Msyamboza Kelias Phiri, Kagoli Mathew, M'bang'ombe Maurice, Chipeta Sikhona, Masuku Humphrey Dzanjo
World Health Organization, Malawi Country Office, Lilongwe, Malawi.
J Infect Dev Ctries. 2014 Jun 11;8(6):720-6. doi: 10.3855/jidc.3506.
Cholera still remains a significant cause of morbidity and mortality in developing countries, although comprehensive surveillance data to inform policy and strategies are scarce.
A desk review of the national cholera database and zonal and districts reports was conducted. Interviews were conducted with district health management teams, health workers, and participants in communities in six districts affected by cholera in 2011/2012 to obtain data on water, sanitation, and sociocultural issues.
From 1998 to 2012, cholera outbreaks occurred every year in Malawi, with the highest number of cases and deaths reported in 2001/2002 (33,546 cases, 968 deaths; case fatality rate [CFR] 2.3%). In 2011/2012, cholera outbreak was widespread in the southern region, affecting 10 out of 13 districts, where 1,806 cases and 38 deaths (CFR 2.1%) were reported. Unsafe water sources, lack of maintenance of broken boreholes, frequent breakdown of piped water supply, low coverage of pit latrines (range 40%-60%), lack of hand washing facilities (< 5%), salty borehole water, fishermen staying on Lake Chilwa, cross-border Malawi-Mozambique disease spread, and sociocultural issues were some of the causes of the persistent cholera outbreaks in Malawi.
Despite improvements in safe drinking water and sanitation, cholera is still a major public health problem. Introduction of a community-led total sanitation approach, use of social and cultural information in community mobilization strategies, and introduction of an oral cholera vaccine could help to eliminate cholera in Malawi.

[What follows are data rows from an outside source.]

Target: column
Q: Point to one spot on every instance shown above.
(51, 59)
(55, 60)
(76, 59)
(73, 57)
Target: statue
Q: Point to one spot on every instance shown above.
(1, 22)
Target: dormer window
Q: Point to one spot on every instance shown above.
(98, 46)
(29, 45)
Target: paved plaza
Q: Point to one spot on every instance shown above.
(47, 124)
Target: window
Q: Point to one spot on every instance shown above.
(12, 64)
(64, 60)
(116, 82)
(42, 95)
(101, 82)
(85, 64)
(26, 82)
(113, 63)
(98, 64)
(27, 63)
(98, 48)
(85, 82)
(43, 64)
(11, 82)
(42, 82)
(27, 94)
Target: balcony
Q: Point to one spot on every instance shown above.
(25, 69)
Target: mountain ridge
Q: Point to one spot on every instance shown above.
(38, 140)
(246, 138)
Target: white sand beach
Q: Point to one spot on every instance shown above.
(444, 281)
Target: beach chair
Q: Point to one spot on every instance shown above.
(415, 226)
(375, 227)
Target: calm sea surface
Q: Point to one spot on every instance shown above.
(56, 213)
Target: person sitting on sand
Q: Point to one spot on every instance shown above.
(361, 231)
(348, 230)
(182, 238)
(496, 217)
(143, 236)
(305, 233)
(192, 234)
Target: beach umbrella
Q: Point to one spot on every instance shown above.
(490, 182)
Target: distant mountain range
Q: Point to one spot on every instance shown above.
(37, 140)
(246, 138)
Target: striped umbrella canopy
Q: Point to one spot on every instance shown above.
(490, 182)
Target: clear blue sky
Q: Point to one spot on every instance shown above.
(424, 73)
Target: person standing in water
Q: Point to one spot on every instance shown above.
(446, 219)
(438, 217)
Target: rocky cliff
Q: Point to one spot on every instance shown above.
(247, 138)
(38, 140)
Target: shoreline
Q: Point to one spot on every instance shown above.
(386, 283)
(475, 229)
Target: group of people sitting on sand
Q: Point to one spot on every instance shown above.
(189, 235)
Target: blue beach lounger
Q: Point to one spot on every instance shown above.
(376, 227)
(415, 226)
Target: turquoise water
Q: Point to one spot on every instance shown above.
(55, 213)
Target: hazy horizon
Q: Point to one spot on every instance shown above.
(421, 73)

霍乱在发展中国家仍是发病和死亡的重要原因,尽管用于为政策和战略提供依据的全面监测数据匮乏。
对国家霍乱数据库以及区域和地区报告进行案头审查。与地区卫生管理团队、卫生工作者以及2011/2012年受霍乱影响的六个地区的社区参与者进行访谈,以获取有关水、环境卫生和社会文化问题的数据。
1998年至2012年期间,马拉维每年都有霍乱疫情爆发,2001/2002年报告的病例和死亡人数最多(33,546例,968人死亡;病死率[CFR]为2.3%)。2011/2012年,霍乱疫情在南部地区广泛传播,影响了13个地区中的10个,报告了1,806例病例和38例死亡(病死率2.1%)。不安全的水源、破损的钻孔缺乏维护、管道供水频繁故障、坑式厕所覆盖率低(范围为40%-60%)、缺乏洗手设施(<5%)、钻孔水含盐、渔民居住在奇尔瓦湖、马拉维与莫桑比克之间的跨境疾病传播以及社会文化问题是马拉维霍乱疫情持续爆发的部分原因。
尽管在安全饮用水和环境卫生方面有所改善,但霍乱仍是一个主要的公共卫生问题。引入社区主导的全面环境卫生方法、在社区动员战略中利用社会和文化信息以及引入口服霍乱疫苗有助于在马拉维消除霍乱。